Bankside power station has been converted into a museum, although here it's the "Thatcher Museum of Commerce" - one shudders to think, presumably it would be full of brick-like yuppiephones and British Gas share certificates. (Tell Sid I'll meet him in the gift shop.) Another post-industrial museum is Waterloo station, part of which has been converted into a "Museum of Suburban Life". The other defining feature of Coates' London is high-tech parasitism, with exposed services, ducts and blobs creeping across the exterior of the city's buildings. He predicts the yuppification of Trellick tower, although suggests that its facade might need "softening" with a few blobs to allow this to happen. Other towerblocks have been "allocated to young single homeless at near-zero rents, giving limited sanction to social deviance".
Other aspects of the vision are beguilingly whimsical. "Crystalline telecommunications spires spike a new skyline ... Sony World Bank polysteeple overshadows the NatWest Tower, now a block of flats." The most interesting aspect of Coates' vision is his suggestion that the urban debate has shifted from "hardware" to "software" - away from monumental new building and towards flexibility, adaptation and reuse (those parasitic services and pods, and I presume the first inklings of the optimistic Blairite "live-work unit"). But this clashes with his belief in the continuing relevance of Charles - Charles, after all, stands firmly on the side of stasis.
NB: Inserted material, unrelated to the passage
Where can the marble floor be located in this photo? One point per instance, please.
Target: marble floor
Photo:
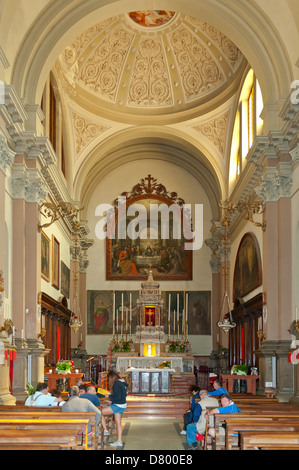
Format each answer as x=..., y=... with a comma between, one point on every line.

One thing Coates and Hatton get spot on: "King's Cross still a building site".
The second vision, by Stephen Gardiner and Joan Scotson, is much more conservative and also more tedious. It mostly consists of the removal of things that they don't like: St Thomas' Hospital, the Shell building, the Elephant & Castle complex and "high-rise housing" in general. Mostly, these are replaced with open space. The city's inner main roads are mostly also "replaced", with car-based commuting almost entirely replaced with public transport. They are light on details as to what form that public transport is to take. But by and large the vision starts with the premise that the city's history since about 1939 was a mistake, and should be set right. You can imagine.
Anyway, do go and check out the pages - my photographs are sharp enough to read the text clearly, and it's interesting stuff. Bring on 2030.